Scientists are therefore interested in the role of organic amendments, biostimulants, and microbial extracts, which can modify the biological activity of soils. Studies have shown that vermicompost—compost produced by earthworms—can significantly improve the performance of certain biodegradable plastics in agricultural conditions. This effect can be explained both by the addition of nutrients that promote soil microorganisms and by the presence of specific microbial flora from the digestive tract of earthworms.

To better understand these mechanisms, laboratory experiments are monitoring the degradation of plastics using respirometric systems that measure the conversion of carbon in plastics into carbon dioxide by microorganisms. These devices make it possible to quantitatively assess the conditions under which this degradation is accelerated.

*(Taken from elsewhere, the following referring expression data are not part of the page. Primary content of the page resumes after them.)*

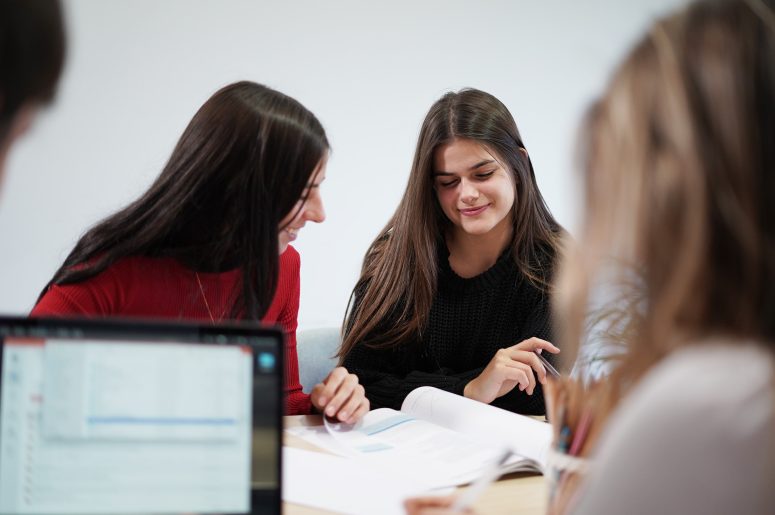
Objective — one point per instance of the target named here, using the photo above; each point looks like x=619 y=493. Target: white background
x=137 y=70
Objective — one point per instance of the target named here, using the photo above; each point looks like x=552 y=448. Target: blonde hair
x=679 y=164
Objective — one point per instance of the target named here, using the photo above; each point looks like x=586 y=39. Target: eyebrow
x=474 y=167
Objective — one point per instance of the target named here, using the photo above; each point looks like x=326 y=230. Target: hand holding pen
x=519 y=366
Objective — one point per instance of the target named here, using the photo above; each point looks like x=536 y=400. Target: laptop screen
x=135 y=417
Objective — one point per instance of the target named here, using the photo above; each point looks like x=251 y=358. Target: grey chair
x=316 y=349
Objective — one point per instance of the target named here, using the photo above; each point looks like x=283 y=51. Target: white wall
x=137 y=70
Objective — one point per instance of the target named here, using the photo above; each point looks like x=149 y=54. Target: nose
x=468 y=191
x=314 y=211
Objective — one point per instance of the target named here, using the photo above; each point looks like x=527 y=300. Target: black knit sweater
x=470 y=320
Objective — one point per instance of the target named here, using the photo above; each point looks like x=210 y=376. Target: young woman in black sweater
x=454 y=291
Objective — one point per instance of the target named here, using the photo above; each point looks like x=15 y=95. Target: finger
x=360 y=412
x=331 y=384
x=342 y=394
x=533 y=361
x=534 y=343
x=351 y=404
x=417 y=503
x=513 y=372
x=530 y=377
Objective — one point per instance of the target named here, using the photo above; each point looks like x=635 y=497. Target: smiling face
x=474 y=188
x=309 y=210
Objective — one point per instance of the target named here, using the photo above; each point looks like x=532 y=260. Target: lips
x=473 y=211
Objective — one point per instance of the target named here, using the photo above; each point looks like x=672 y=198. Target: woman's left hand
x=340 y=396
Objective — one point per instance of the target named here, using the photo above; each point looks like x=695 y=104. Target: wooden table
x=520 y=494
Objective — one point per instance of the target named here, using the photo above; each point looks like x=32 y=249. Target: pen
x=548 y=366
x=479 y=486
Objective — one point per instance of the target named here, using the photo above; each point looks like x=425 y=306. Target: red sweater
x=163 y=288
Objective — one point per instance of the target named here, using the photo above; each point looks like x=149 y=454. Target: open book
x=439 y=438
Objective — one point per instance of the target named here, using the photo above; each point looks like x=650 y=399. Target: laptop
x=114 y=417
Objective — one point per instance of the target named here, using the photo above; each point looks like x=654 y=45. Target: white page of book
x=417 y=445
x=343 y=486
x=523 y=435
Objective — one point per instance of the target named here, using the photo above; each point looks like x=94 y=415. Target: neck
x=472 y=254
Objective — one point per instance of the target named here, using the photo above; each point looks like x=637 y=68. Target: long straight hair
x=239 y=168
x=32 y=53
x=399 y=275
x=680 y=188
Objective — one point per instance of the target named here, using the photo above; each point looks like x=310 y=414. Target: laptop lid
x=111 y=417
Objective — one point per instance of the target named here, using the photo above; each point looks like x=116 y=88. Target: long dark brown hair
x=239 y=168
x=32 y=52
x=680 y=188
x=399 y=274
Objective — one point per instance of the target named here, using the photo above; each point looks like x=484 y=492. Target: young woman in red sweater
x=210 y=239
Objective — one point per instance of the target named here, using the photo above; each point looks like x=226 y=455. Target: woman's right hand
x=517 y=365
x=433 y=506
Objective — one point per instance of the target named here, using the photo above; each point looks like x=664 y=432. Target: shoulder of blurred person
x=694 y=436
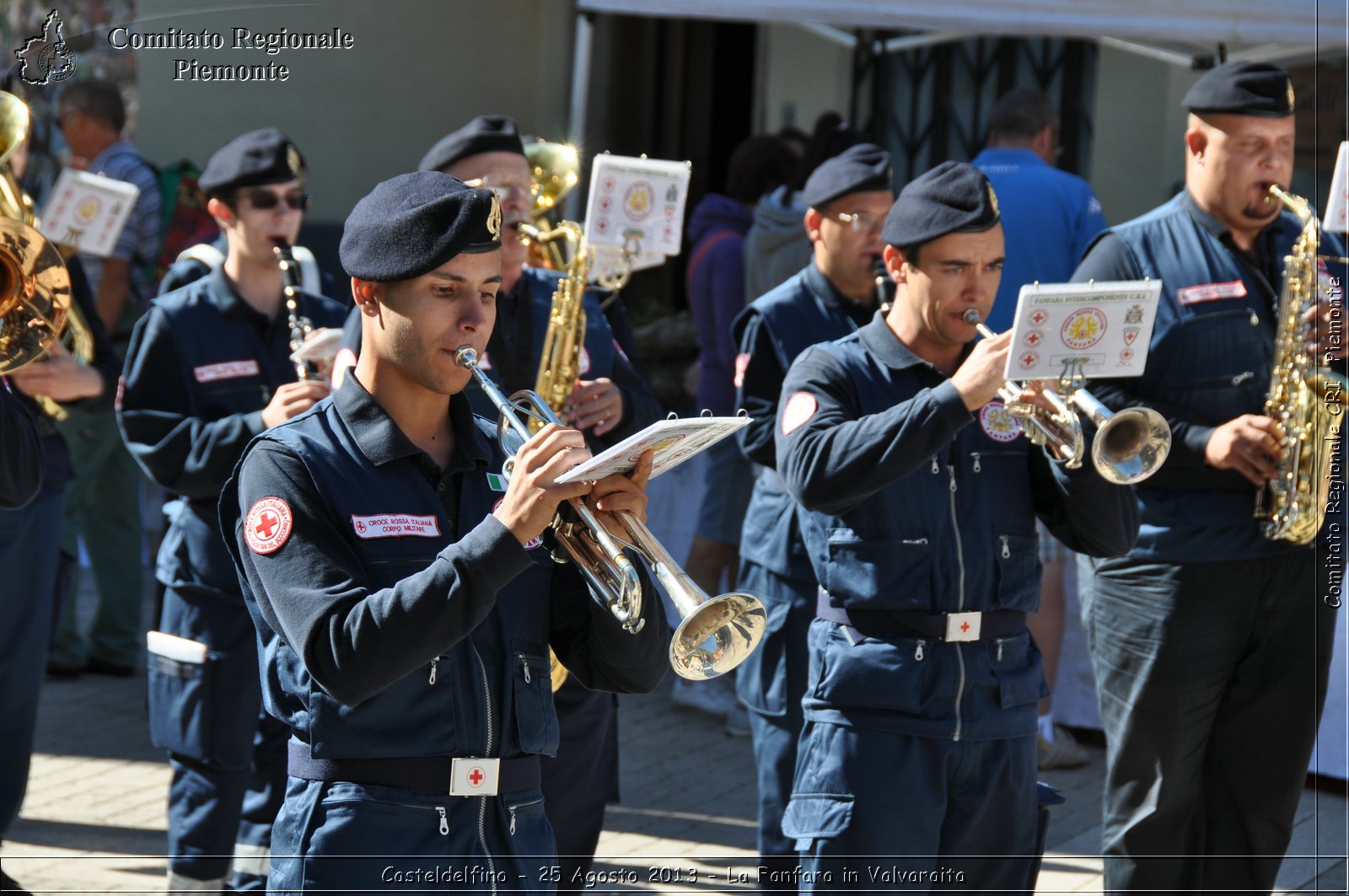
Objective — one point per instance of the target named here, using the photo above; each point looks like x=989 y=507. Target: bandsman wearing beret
x=402 y=594
x=209 y=368
x=847 y=199
x=1211 y=642
x=917 y=510
x=611 y=401
x=254 y=161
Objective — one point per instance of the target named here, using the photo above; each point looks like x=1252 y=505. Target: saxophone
x=1303 y=400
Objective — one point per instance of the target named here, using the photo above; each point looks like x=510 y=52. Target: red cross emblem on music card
x=267 y=525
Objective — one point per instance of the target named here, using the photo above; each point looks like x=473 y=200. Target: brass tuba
x=1303 y=400
x=717 y=633
x=34 y=282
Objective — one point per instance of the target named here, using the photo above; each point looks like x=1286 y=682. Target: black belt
x=915 y=624
x=429 y=774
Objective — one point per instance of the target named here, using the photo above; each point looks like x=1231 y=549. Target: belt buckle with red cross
x=474 y=776
x=962 y=626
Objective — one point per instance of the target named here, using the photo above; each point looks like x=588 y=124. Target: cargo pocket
x=865 y=572
x=536 y=718
x=761 y=680
x=1018 y=571
x=813 y=817
x=181 y=706
x=1018 y=671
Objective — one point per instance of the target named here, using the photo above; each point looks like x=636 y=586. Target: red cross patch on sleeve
x=267 y=525
x=799 y=409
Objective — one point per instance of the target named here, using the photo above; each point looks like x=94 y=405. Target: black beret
x=253 y=159
x=953 y=197
x=485 y=134
x=415 y=223
x=857 y=169
x=1243 y=88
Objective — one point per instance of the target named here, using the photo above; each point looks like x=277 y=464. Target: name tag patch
x=226 y=370
x=395 y=525
x=1211 y=292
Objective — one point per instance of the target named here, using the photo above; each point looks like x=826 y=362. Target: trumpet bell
x=34 y=294
x=1131 y=446
x=718 y=636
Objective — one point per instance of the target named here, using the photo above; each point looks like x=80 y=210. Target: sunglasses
x=266 y=200
x=863 y=222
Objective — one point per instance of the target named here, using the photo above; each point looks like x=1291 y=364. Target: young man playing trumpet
x=209 y=368
x=404 y=595
x=919 y=513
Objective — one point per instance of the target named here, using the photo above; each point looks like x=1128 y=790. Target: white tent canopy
x=1299 y=26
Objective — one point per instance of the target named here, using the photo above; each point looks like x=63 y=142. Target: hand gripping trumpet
x=717 y=633
x=1130 y=446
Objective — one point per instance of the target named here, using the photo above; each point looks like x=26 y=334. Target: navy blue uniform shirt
x=1209 y=362
x=397 y=615
x=202 y=368
x=914 y=503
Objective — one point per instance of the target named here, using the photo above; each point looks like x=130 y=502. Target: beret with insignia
x=485 y=134
x=858 y=169
x=1243 y=88
x=953 y=197
x=413 y=223
x=256 y=158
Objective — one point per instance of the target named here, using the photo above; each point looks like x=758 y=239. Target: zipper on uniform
x=959 y=689
x=487 y=754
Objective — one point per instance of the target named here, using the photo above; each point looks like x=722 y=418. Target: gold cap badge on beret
x=494 y=219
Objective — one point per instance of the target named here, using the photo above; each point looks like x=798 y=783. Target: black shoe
x=10 y=885
x=64 y=669
x=103 y=667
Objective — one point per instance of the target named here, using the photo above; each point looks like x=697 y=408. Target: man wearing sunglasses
x=209 y=368
x=849 y=197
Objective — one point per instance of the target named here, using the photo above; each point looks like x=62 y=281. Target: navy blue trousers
x=582 y=777
x=337 y=837
x=228 y=757
x=771 y=683
x=29 y=550
x=885 y=811
x=1211 y=679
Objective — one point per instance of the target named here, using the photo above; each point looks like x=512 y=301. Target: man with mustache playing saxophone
x=209 y=368
x=1211 y=641
x=404 y=595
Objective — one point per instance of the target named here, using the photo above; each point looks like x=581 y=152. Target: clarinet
x=300 y=325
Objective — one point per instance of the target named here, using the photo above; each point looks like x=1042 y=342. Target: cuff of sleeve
x=492 y=552
x=1196 y=437
x=951 y=406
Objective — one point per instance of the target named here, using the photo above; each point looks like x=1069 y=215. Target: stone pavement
x=94 y=814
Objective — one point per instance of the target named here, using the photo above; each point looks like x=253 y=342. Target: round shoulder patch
x=799 y=409
x=267 y=525
x=998 y=422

Improving plastics and practices

While so-called biodegradable plastics represent an interesting avenue for combating the accumulation of nano- and microplastics in soil, their effectiveness depends heavily on actual conditions in the agricultural environment and they cannot be considered a systematic solution or taken for granted.

Research shows that improving their biodegradation requires a better understanding of the interaction between materials, the biological functioning of soils, and associated farming practices. Specific organic amendments, the addition of exogenous strains, and the stimulation of indigenous microbial activity are all potential levers.

Ultimately, reducing plastic pollution in agriculture will require a comprehensive approach, combining technological innovation, appropriate agronomic practices, and consistent regulatory frameworks in order to reconcile agricultural performance with sustainable soil protection.